German competent authority probes suspected EUTR breach

19 August 2013


A shipment of wenge has been inspected by the German authorities in an investigation of suspected breaches of the EU Timber Regulation.

According to Euwid, the German timber industry news magazine, 41 of the 57 suspect logs were confiscated by the country’s EUTR competent authority, the Federal Office for Agriculture and Food (BLE).

They were seized from a contract sawmill in Westphalia, where they were being processed for veneer production. The other 16 logs at an importer were awaiting inspection. The timber originated in the Democratic Republic of Congo (DRC).

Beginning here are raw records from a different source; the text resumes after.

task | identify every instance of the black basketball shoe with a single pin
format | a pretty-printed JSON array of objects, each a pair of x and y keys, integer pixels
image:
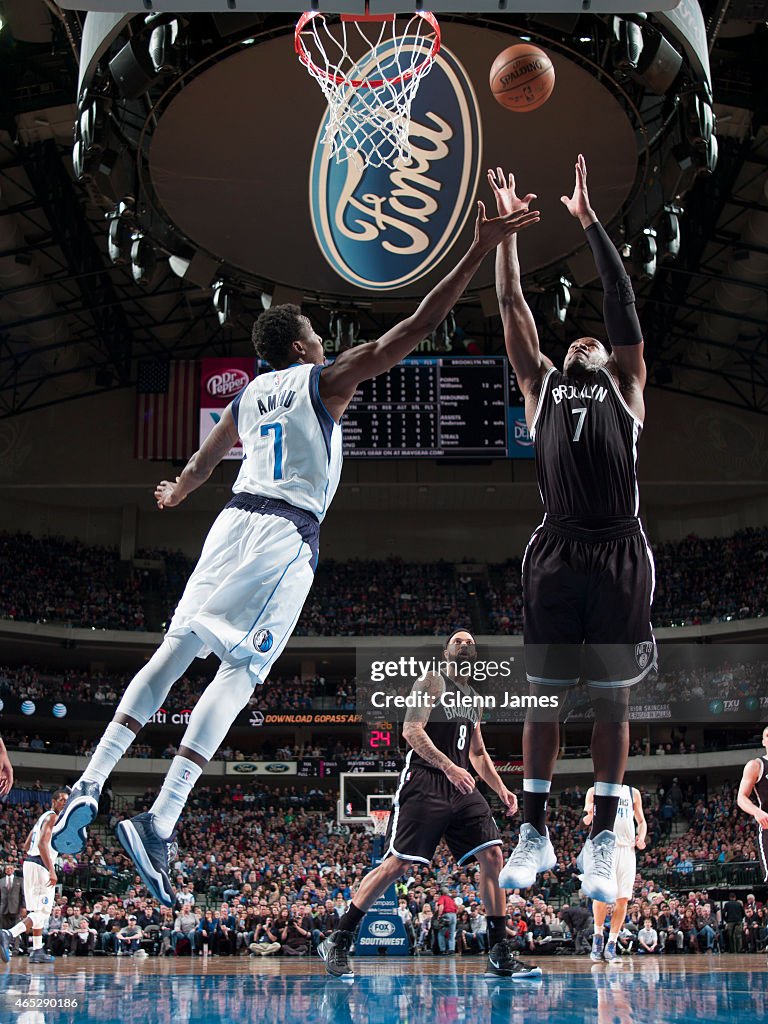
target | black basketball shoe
[
  {"x": 335, "y": 951},
  {"x": 504, "y": 964}
]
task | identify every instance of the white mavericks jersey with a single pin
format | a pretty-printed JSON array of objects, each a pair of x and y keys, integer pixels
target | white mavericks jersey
[
  {"x": 291, "y": 443},
  {"x": 625, "y": 823},
  {"x": 34, "y": 850}
]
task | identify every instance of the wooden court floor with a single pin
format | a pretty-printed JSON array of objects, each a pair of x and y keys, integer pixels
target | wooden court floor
[{"x": 683, "y": 989}]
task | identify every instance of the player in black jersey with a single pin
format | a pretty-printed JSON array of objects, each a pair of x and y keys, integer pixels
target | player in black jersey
[
  {"x": 588, "y": 572},
  {"x": 436, "y": 798},
  {"x": 753, "y": 798}
]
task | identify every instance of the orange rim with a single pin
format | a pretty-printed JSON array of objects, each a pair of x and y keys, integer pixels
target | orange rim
[{"x": 365, "y": 83}]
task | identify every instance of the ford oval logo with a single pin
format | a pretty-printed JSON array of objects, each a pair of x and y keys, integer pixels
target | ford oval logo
[
  {"x": 381, "y": 228},
  {"x": 382, "y": 929}
]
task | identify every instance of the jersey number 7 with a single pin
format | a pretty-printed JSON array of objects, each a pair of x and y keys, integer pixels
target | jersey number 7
[{"x": 276, "y": 428}]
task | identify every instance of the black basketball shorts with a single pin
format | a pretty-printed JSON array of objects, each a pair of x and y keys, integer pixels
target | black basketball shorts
[
  {"x": 587, "y": 600},
  {"x": 428, "y": 807}
]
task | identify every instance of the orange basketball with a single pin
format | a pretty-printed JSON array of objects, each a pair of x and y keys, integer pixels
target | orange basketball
[{"x": 522, "y": 78}]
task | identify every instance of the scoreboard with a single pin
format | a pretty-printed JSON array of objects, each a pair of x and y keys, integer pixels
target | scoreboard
[{"x": 435, "y": 407}]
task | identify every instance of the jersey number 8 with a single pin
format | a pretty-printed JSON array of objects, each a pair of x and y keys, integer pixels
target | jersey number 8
[
  {"x": 462, "y": 741},
  {"x": 266, "y": 429}
]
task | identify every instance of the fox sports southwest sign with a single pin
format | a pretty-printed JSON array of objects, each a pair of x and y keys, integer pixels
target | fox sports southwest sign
[{"x": 381, "y": 228}]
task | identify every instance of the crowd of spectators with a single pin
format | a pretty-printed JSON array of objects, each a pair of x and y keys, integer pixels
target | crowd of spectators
[
  {"x": 60, "y": 581},
  {"x": 281, "y": 692},
  {"x": 267, "y": 870},
  {"x": 388, "y": 597}
]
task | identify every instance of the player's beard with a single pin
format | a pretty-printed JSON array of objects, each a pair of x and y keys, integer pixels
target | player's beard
[{"x": 580, "y": 368}]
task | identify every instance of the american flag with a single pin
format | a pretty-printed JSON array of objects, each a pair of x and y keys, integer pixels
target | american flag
[{"x": 166, "y": 409}]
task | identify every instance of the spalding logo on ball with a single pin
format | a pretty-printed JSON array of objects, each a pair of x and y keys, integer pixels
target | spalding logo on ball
[{"x": 522, "y": 78}]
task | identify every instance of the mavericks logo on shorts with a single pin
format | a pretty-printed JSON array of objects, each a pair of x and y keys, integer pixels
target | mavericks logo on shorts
[
  {"x": 262, "y": 641},
  {"x": 644, "y": 653}
]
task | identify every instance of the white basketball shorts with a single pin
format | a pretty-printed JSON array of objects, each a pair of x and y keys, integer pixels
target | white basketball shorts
[{"x": 248, "y": 589}]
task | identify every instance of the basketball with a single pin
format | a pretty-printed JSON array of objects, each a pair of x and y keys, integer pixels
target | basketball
[{"x": 522, "y": 78}]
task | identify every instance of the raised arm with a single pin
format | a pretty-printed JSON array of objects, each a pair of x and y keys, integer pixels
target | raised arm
[
  {"x": 749, "y": 781},
  {"x": 431, "y": 689},
  {"x": 340, "y": 380},
  {"x": 622, "y": 325},
  {"x": 6, "y": 770},
  {"x": 168, "y": 494},
  {"x": 520, "y": 335}
]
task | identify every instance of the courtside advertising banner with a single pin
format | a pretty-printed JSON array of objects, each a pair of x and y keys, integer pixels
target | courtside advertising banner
[{"x": 221, "y": 380}]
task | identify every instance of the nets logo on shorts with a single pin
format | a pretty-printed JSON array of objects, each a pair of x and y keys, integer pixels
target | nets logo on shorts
[
  {"x": 644, "y": 653},
  {"x": 263, "y": 641}
]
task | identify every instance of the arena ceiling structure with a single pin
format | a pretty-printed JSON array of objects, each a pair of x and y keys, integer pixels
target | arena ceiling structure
[{"x": 155, "y": 194}]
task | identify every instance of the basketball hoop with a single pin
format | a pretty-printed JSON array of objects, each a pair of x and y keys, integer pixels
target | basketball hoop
[
  {"x": 369, "y": 70},
  {"x": 380, "y": 821}
]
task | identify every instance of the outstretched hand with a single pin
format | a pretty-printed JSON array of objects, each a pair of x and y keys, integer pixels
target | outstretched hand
[
  {"x": 578, "y": 205},
  {"x": 489, "y": 231},
  {"x": 166, "y": 494},
  {"x": 507, "y": 200}
]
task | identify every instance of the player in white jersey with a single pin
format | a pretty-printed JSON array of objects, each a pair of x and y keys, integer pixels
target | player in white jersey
[
  {"x": 6, "y": 770},
  {"x": 39, "y": 884},
  {"x": 257, "y": 564},
  {"x": 629, "y": 812},
  {"x": 753, "y": 799}
]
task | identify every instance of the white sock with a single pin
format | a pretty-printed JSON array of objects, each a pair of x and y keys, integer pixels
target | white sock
[
  {"x": 112, "y": 747},
  {"x": 177, "y": 785}
]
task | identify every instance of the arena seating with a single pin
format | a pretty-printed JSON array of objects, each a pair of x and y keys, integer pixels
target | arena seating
[
  {"x": 698, "y": 581},
  {"x": 228, "y": 839}
]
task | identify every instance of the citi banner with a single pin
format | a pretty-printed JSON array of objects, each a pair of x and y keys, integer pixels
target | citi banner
[
  {"x": 261, "y": 768},
  {"x": 221, "y": 380},
  {"x": 381, "y": 227}
]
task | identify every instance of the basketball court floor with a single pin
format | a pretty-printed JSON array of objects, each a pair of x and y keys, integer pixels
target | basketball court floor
[{"x": 425, "y": 990}]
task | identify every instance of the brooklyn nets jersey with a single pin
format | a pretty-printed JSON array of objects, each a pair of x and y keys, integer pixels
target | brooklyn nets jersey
[
  {"x": 586, "y": 448},
  {"x": 291, "y": 443},
  {"x": 451, "y": 724},
  {"x": 761, "y": 786}
]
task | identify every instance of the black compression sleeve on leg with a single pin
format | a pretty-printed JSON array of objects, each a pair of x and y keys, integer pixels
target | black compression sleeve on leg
[{"x": 619, "y": 298}]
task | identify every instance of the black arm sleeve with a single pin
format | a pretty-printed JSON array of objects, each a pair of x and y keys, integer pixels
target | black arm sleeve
[{"x": 619, "y": 299}]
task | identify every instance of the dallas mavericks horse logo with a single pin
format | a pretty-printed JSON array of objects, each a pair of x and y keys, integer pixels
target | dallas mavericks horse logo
[{"x": 381, "y": 228}]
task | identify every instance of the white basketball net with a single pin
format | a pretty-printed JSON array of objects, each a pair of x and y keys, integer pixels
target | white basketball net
[{"x": 369, "y": 72}]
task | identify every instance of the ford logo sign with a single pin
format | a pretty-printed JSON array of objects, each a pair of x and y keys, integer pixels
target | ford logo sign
[{"x": 382, "y": 228}]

It was supplied by Lebanese-based Bakri Bois Corporation (BBC) and shipped by Swiss Supplier Bois d’Afrique Mondial (BAM) into Antwerp. The total cargo was 89 logs (196m3), with the rest going to Italian and Czech buyers.

The Germany-bound timber was bought by three importers, two of whom sent their material to the sawmill. The wenge had been tracked from DRC by Greenpeace, which cites a 2013 report by fellow NGO Resource Extraction Monitoring as evidence it was harvested illegally.

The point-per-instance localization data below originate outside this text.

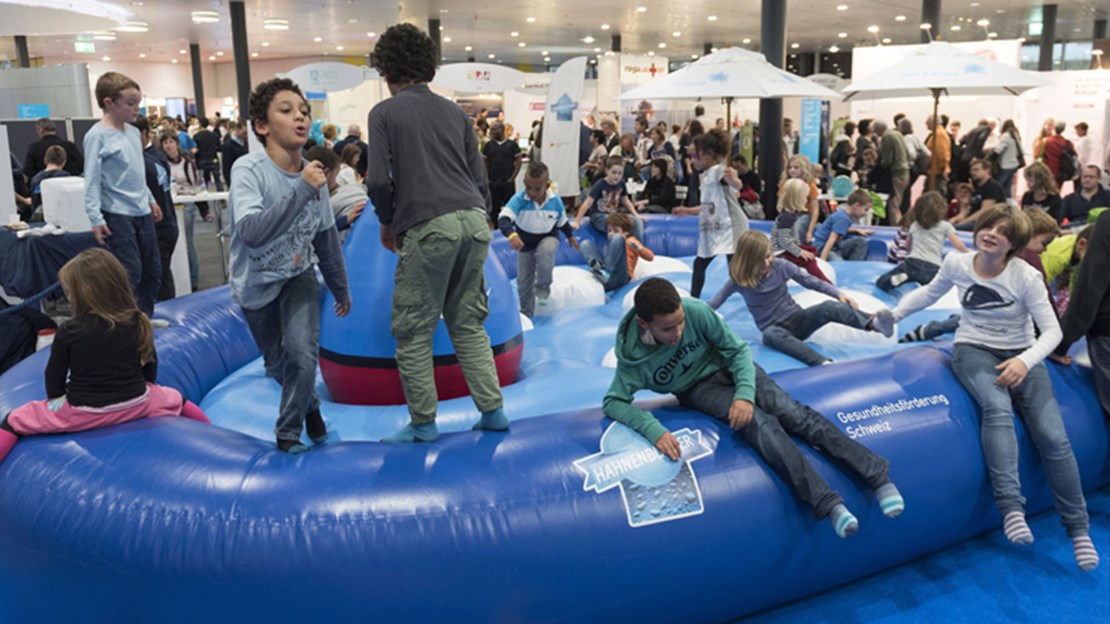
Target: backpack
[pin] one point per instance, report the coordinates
(1069, 163)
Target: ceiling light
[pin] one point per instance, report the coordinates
(133, 27)
(205, 17)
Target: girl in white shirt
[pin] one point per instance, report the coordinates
(998, 360)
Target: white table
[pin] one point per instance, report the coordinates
(179, 262)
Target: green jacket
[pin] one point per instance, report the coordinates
(892, 152)
(707, 345)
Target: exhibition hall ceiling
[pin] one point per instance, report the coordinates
(530, 32)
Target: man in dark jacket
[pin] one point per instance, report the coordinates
(37, 151)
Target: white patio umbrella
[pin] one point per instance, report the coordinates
(729, 73)
(942, 68)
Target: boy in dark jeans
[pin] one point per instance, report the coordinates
(666, 343)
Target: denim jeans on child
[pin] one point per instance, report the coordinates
(534, 273)
(850, 248)
(286, 331)
(441, 272)
(134, 243)
(788, 335)
(912, 270)
(615, 260)
(777, 416)
(1098, 348)
(1038, 410)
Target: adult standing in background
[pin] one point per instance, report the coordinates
(895, 159)
(939, 143)
(354, 137)
(37, 151)
(429, 185)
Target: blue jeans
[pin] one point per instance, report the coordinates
(1038, 410)
(788, 335)
(598, 218)
(776, 416)
(134, 243)
(286, 331)
(850, 248)
(912, 269)
(1098, 348)
(194, 267)
(615, 260)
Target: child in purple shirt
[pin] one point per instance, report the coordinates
(762, 279)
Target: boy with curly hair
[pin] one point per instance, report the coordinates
(281, 225)
(429, 185)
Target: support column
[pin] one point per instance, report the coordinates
(21, 53)
(1048, 37)
(194, 58)
(433, 31)
(242, 56)
(773, 44)
(930, 13)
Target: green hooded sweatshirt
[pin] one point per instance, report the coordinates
(707, 345)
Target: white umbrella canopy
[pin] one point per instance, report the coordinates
(728, 73)
(942, 68)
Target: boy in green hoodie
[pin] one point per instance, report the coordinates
(666, 343)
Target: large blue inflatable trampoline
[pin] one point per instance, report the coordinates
(563, 519)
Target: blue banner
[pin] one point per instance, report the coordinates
(810, 136)
(33, 111)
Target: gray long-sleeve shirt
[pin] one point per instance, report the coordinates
(424, 159)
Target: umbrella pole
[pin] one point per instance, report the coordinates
(929, 182)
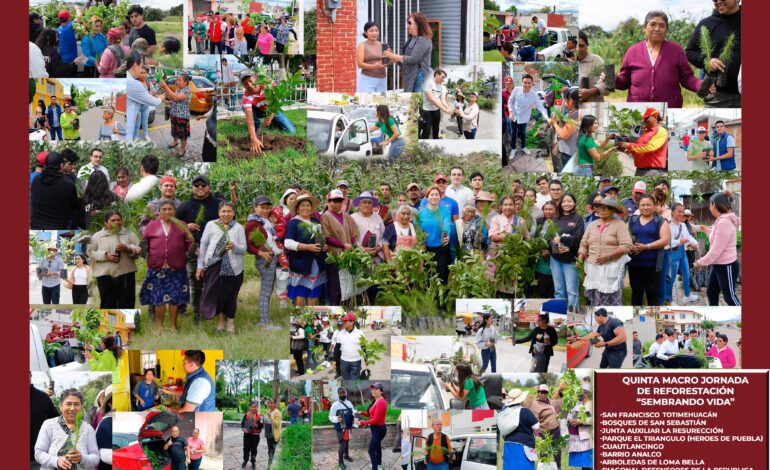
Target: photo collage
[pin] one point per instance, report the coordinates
(276, 187)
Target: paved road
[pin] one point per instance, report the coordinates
(380, 370)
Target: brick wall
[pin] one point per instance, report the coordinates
(336, 48)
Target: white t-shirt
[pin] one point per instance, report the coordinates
(437, 90)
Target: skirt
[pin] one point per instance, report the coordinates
(307, 285)
(180, 128)
(165, 287)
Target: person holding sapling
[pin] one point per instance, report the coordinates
(67, 441)
(254, 105)
(715, 46)
(220, 266)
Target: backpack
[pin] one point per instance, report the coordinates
(117, 51)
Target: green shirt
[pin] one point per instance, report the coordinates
(586, 143)
(476, 396)
(696, 147)
(386, 129)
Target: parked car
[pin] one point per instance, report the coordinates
(153, 434)
(578, 343)
(469, 452)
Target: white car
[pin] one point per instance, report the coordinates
(335, 135)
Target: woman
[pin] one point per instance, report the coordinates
(265, 40)
(723, 352)
(723, 254)
(435, 222)
(373, 78)
(653, 69)
(399, 235)
(93, 45)
(166, 284)
(113, 251)
(107, 359)
(486, 337)
(471, 231)
(541, 339)
(418, 51)
(390, 131)
(470, 117)
(222, 247)
(468, 386)
(371, 228)
(114, 55)
(197, 449)
(180, 111)
(543, 273)
(516, 425)
(604, 249)
(651, 234)
(568, 136)
(55, 449)
(96, 198)
(110, 128)
(48, 42)
(122, 183)
(307, 252)
(564, 249)
(376, 422)
(79, 279)
(580, 447)
(587, 149)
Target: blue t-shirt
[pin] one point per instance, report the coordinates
(68, 45)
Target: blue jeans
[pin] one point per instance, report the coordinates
(678, 263)
(488, 357)
(565, 281)
(584, 170)
(665, 278)
(350, 370)
(56, 133)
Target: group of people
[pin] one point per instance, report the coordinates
(656, 69)
(228, 33)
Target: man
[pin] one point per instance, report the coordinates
(523, 99)
(54, 199)
(724, 21)
(699, 151)
(546, 415)
(724, 148)
(438, 448)
(140, 29)
(413, 190)
(70, 123)
(541, 30)
(591, 67)
(148, 170)
(632, 203)
(462, 195)
(293, 410)
(272, 430)
(612, 338)
(167, 187)
(341, 415)
(94, 164)
(68, 43)
(251, 425)
(636, 346)
(199, 389)
(649, 151)
(177, 449)
(348, 341)
(137, 94)
(201, 202)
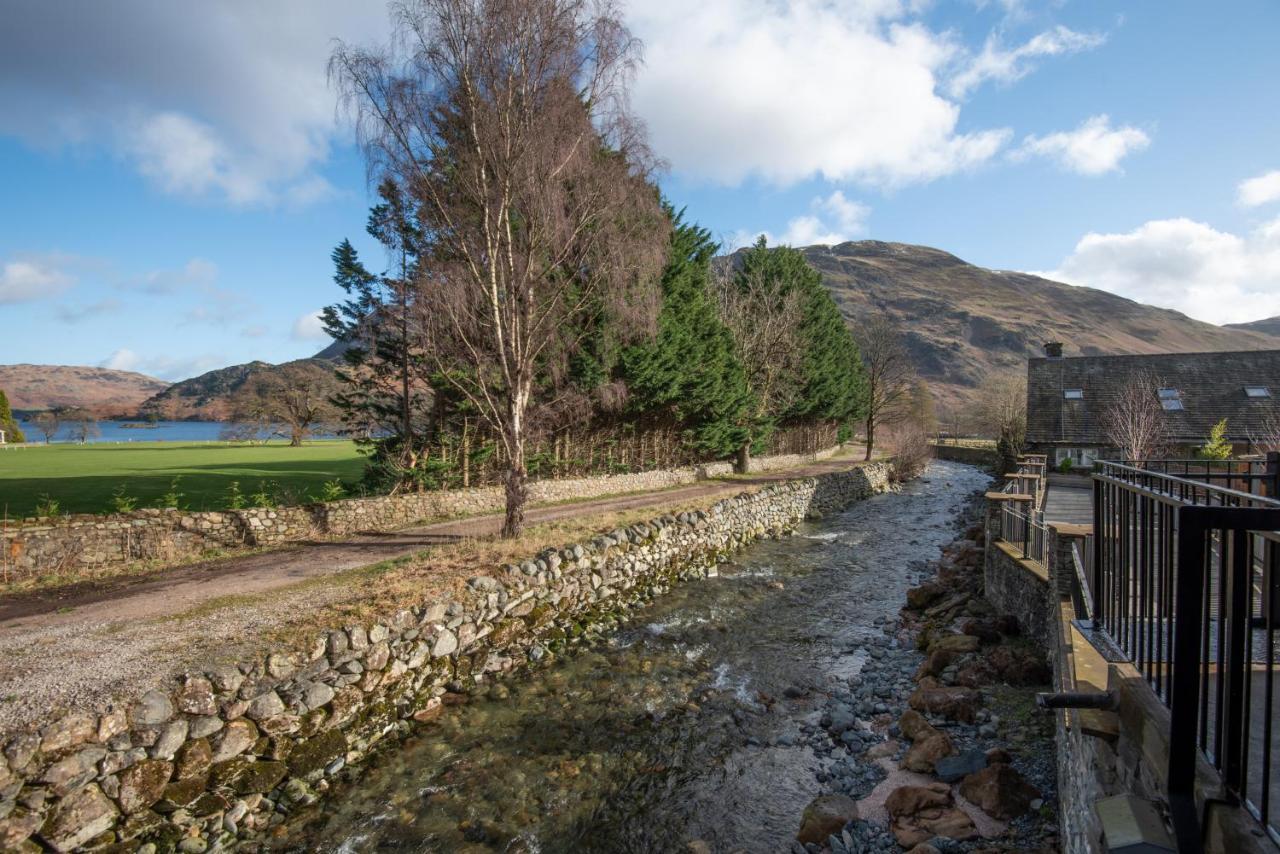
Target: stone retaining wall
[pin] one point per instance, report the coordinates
(219, 756)
(71, 544)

Greenpeace alerted the Belgian EUTR competent authority, which in turn tipped off the BLE to the arrival of the timber.

According to Euwid, the German importers presented certificates of the timber’s origin, including from BAM, plus phytosanitary documents as evidence that had fulfilled their EUTR due diligence risk assessment obligations.

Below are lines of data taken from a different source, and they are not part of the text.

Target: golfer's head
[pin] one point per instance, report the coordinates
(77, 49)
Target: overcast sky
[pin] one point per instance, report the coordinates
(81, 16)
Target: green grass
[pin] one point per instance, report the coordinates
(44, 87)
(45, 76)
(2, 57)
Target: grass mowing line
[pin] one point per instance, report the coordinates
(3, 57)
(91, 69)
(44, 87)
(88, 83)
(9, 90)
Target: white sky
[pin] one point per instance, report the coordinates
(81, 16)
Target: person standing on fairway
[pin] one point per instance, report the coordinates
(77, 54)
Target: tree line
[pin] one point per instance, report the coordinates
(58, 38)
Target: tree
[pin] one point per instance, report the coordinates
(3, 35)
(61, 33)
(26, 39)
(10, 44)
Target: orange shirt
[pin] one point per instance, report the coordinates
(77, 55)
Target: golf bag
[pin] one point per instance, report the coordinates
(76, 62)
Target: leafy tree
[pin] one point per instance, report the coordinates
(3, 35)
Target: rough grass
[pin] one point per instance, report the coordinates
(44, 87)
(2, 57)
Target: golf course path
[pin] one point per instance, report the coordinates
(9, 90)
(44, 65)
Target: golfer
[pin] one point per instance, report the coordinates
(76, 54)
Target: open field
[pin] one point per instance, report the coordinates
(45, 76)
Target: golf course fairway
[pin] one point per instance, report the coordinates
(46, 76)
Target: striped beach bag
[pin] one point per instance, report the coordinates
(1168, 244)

Subsequently, one of the companies, Holz Schnetter Soest (HSS) and BAM provided additional documentation. HSS also said that the Swiss company had inspected shipments on the ground in the DRC.

The concession owner, BBC, also claimed it had only harvested 1,000m3 of its annual official harvest allowance of 10,000m3.

The DRC is ranked by BLE as category 1 in terms of illegality risk. It has now sent the timber’s import documentation for checking by the Congolese authorities.

The competent authority said that the maximum fine for an EUTR breach was €50,000, but the penalty would be less if the importers were found just to have been negligent.

The case has been reported by Germany’s leading news magazine Spiegel which concluded EUTR fines were too low.